I can’t help look at the User Story as being a form of Value Proposition. Or re-framed, the Value Proposition being a company’s over-reaching umbrella Agile Epic.
This week I took a bit of a deep dive into User Stories. I went to the AgileTO meetup on Splitting User Stories. I’m also participating in an Agile Mentorship group where we are looking at User Stories, backlog refinement and sprint planning.
I bring a lean-startup perspective to looking at Agile, in some ways my innovation bias.
I can’t help look at the User Story as being a form of Value Proposition. Or re-framed, the Value Proposition being a company’s over-reaching umbrella Agile Epic.

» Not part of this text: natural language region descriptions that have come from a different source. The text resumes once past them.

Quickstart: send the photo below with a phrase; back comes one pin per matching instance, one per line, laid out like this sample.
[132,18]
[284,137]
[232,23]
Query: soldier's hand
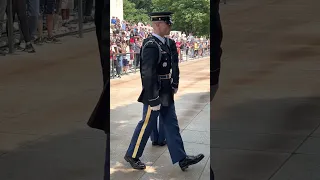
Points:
[156,108]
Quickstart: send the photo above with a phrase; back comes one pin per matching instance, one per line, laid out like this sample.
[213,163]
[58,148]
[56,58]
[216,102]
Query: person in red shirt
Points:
[178,44]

They take the same format: for user/customer I want/we do something so that a value outcome is realized. The User Story adds on Acceptance Criteria – conditions the user wants to see to consider it achieved.
A difference is that the VP in the early discovery phase is more problem based than solution based. In Scrum language – it’s really a Spike at that point. Though evolves to be the solution based vision.
In contrast the User Story is firmly grounded in the solution. There is room for discovery – but with containment.
Founders can learn from User Stories by considering what is their acceptance criteria, actually a buyer’s criteria. The ultimate test case for whether a Value Proposition is accepted is when a customer buys into the vision and sees the value.